Très sévère pour l’ancien banquier d’affaires, Mme Mouraud juge Macron « dédaigneux », « beaucoup trop jeune pour le poste » et « juste bon à piquer de l’argent aux retraités » (Le Figaro, mardi 13 novembre 2018). Il lui serait facile d’ajouter maintenant que seulement 27% des personnes interrogées disent lui faire « confiance pour affronter efficacement les principaux problèmes » (Elabe, Les Échos, 9-10 novembre 2018). Et ce n’est pas tout : 73% des Français sont mécontents « d’Emmanuel Macron comme président de la République » (Ifop, JDD, 18 novembre 2018).

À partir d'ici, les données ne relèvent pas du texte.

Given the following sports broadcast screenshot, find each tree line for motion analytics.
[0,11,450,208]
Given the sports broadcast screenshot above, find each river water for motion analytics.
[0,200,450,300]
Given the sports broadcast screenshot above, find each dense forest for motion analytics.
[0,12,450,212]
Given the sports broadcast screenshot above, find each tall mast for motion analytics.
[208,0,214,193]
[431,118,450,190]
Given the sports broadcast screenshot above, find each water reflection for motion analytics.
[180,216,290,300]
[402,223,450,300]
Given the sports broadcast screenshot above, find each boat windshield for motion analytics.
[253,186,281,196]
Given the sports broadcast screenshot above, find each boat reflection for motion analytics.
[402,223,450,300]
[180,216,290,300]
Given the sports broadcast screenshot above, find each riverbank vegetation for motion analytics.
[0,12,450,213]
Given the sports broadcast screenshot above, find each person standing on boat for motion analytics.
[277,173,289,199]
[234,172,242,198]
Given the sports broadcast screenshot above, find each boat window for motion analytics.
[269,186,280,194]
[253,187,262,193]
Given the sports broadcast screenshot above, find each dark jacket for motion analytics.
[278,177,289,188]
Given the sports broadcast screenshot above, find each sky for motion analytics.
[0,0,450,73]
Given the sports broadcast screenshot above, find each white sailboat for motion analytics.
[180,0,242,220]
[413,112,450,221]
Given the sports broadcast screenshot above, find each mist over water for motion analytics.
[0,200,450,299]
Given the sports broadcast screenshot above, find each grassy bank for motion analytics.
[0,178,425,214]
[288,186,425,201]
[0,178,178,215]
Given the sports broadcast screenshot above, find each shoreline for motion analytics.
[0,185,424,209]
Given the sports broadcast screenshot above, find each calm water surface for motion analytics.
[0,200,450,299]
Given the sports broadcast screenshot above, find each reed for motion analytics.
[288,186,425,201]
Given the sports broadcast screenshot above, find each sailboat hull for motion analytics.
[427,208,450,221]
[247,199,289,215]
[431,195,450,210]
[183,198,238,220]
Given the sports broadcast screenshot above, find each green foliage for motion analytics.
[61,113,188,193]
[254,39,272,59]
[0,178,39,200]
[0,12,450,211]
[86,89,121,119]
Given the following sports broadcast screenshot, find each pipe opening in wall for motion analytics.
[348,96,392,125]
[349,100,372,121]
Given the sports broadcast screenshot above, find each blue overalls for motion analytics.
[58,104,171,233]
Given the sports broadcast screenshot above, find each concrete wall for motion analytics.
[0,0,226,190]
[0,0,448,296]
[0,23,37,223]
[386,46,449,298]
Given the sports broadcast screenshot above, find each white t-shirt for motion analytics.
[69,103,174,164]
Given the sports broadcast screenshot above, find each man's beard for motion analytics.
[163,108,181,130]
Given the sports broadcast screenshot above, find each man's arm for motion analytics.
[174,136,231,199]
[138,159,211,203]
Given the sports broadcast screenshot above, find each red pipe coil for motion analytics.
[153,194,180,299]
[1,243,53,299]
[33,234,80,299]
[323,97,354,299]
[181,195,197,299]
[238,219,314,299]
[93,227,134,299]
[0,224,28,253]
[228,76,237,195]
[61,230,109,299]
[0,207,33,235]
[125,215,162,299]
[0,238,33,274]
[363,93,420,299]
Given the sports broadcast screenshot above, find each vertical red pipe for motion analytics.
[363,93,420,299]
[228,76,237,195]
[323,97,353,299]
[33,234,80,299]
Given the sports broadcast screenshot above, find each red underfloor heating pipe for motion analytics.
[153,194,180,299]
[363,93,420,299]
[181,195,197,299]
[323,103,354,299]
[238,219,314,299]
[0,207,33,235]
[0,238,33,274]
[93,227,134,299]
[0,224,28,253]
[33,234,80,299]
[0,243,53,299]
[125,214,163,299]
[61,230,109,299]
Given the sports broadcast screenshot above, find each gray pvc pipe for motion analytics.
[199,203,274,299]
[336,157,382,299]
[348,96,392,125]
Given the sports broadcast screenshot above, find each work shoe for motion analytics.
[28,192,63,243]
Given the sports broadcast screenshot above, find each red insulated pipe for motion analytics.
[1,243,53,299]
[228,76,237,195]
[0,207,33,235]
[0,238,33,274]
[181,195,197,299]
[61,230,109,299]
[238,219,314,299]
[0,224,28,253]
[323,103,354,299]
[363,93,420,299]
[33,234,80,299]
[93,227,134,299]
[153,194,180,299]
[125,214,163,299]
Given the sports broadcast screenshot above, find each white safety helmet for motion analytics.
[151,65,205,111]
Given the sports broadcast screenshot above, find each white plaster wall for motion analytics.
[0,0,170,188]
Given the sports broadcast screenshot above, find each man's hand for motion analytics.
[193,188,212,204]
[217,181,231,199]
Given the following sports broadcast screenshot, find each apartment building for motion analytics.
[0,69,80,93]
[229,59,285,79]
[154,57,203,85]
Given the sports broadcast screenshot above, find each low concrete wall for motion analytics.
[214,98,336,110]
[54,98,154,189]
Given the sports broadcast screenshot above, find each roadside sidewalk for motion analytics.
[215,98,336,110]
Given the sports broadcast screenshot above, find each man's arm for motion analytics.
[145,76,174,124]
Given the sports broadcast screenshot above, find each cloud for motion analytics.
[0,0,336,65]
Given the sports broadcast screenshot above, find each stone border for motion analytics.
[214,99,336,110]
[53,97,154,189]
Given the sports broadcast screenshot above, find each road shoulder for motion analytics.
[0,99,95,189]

A l’origine du mouvement des Gilets jaunes se trouve l’augmentation du prix du carburant, nous dit-on. La goutte qui a fait déborder le vase en octobre : les prix à la pompe ont affiché de fortes hausses sur un an (+ 23% pour le gazole et + 15% pour l’essence). Entre le 15 novembre 2017 et le 15 novembre 2018, les augmentations ont été ramenées à + 15% pour le gazole et + 3,4% pour l’essence (JDD, 18 novembre 2018).
En Bretagne, la fracture des territoires
Pour le géographe Christophe Guilluy, Bonnets rouges et Gilets jaunes forment des « révoltes spontanées, incontrôlables pour la simple raison que les partis politiques traditionnels ne représentent plus les catégories modestes qui ont pris leurs distances avec eux. Cela se lit dans les absentions, les votes populistes… » (Presse Océan, vendredi 16 novembre 2018). Mais cela n’explique pas tout. En Bretagne, il faut tenir compte de la fracture existant entre les métropoles (Brest, Nantes, Rennes) et les zones touristiques (La Baule, golfe du Morbihan, Saint-Malo…) d’une part qui tirent leur épingle du jeu et le périurbain qui souffre et le rural profond en perdition d’autre part. Mais la ruralité n’intéressait pas autrefois Sarkozy et Hollande, pas plus qu’elle n’intéresse aujourd’hui Macron.